Angie | Big Bear's Wife says
Those preserves look heavenly! I love that Cast-Iron Round Dutch Oven, I have one in blue and it lives on my stove top as well!
Maria | Pink Patisserie says
This with marscarpone on toast? Dying.. So gorgeous!
Erin @ The Spiffy Cookie says
Yum! I roasted strawberries with balsamic vinegar and then made them into ice cream and it was fantastic. Love the idea of having it ion preserves with rhubarb too.
Jany@ Home Sweet Sunshine says
Making my own preserves has been on my list for some time, your post has defiantly inspired me! It looks delicious!
Rachel Cooks says
What a fun idea to pass the LC around! 😉 Although, I’d have a hard time parting with it. I’m loving everything about these preserves!
Judy baker says
How long does it stay fresh in thr frig.?
Paula says
Hi Judy, it should last 3-4 weeks in your refrigerator.
Danielle says
If properly sealed while hot in say a mason jar, would this last unrefrigerated (in the pantry)? For how long?
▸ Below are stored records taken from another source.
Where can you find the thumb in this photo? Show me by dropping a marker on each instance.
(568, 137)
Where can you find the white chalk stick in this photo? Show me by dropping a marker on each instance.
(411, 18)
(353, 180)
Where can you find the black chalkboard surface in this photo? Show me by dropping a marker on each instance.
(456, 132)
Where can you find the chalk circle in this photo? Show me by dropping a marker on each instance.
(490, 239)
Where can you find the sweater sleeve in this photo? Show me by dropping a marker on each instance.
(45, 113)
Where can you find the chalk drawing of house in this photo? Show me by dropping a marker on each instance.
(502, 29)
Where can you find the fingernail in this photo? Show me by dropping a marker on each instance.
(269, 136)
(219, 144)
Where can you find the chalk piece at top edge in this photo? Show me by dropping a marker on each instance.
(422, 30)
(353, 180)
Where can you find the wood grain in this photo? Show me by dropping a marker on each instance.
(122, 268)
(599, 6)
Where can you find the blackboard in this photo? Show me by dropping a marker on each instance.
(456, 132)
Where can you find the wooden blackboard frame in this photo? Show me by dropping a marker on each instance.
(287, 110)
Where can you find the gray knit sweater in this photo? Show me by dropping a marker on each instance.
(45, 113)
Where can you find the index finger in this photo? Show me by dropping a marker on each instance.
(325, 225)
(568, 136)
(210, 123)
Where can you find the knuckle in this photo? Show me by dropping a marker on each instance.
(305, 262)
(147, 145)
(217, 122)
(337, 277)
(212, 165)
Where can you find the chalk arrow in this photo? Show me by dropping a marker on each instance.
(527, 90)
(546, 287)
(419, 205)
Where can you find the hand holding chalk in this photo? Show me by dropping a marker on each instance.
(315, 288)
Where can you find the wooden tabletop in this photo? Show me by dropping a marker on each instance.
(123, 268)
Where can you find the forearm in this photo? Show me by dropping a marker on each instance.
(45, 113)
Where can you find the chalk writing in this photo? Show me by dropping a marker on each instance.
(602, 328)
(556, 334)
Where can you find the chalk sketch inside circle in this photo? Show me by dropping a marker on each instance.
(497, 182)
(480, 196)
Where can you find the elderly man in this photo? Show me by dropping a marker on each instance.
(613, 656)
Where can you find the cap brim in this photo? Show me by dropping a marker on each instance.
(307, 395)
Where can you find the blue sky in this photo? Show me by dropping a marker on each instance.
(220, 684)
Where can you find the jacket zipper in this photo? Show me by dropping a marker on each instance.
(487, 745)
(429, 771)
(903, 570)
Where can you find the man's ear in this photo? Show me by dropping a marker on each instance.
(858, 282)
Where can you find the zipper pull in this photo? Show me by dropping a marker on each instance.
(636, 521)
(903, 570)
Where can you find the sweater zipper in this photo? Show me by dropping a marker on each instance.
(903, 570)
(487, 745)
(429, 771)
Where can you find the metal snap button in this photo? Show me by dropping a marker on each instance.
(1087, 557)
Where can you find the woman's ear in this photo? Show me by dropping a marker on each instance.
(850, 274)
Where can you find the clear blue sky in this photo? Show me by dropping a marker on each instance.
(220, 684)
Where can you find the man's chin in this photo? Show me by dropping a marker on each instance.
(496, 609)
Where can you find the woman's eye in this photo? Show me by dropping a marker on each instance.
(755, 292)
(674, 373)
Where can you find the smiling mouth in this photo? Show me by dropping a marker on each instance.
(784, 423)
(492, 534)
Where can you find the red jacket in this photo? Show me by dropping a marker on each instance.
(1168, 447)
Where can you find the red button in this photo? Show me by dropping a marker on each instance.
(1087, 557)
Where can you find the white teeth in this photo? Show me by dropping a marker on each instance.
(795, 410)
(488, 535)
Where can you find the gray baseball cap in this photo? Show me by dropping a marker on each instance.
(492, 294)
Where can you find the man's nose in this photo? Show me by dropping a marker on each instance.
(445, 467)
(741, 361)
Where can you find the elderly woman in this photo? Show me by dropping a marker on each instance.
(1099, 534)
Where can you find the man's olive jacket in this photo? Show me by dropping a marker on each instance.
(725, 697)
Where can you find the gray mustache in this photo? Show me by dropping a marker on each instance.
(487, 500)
Also have you ever successfully halved the batch?
Thanks! Sounds great!
Jessica says
This may be a silly question as I am brand new to making preserves, but could this recipe be processed and canned? I am having a hard time limiting myself to just the basic strawberry jam recipe (although I’m sure it is a delight) and this recipe is exactly the kind I’d like to make. Help a new canner out?
Paulette Melanson says
The DIRECTIONS for this recipe, BALSAMIC ROASTED STRAWBERRY RHUBARB PRESERVES, appears to be missing from this post. I’ve made it before so I know the directions were here before.
I was going to make this over this weekend for a family event. Any chance you could email me those directions?
Thank you!
Paulette
Fri 5/17/19
Paula says
Hi Paulette, apologies the recipe is showing in the post now. We’ve been importing over our recipes one by one to a new card and some are still in process. So glad to hear you’ve enjoyed the preserves and are making them again.
kim says
I just inherited an old garden bed full of rhubarb and have never tried it before. this sounds right up my alley, but I have two questions I hope you can answer.
1. How much does this batch make?
2. Will this be shelf stable if processed in a hot water bath?
Thanks.
Kim
Nathan says
Hi! Can this recipe be water bath processed? Any recommendations?
Paula says
Hi Nathan, I haven’t tested/tried it that way. If you do, please let us know your results.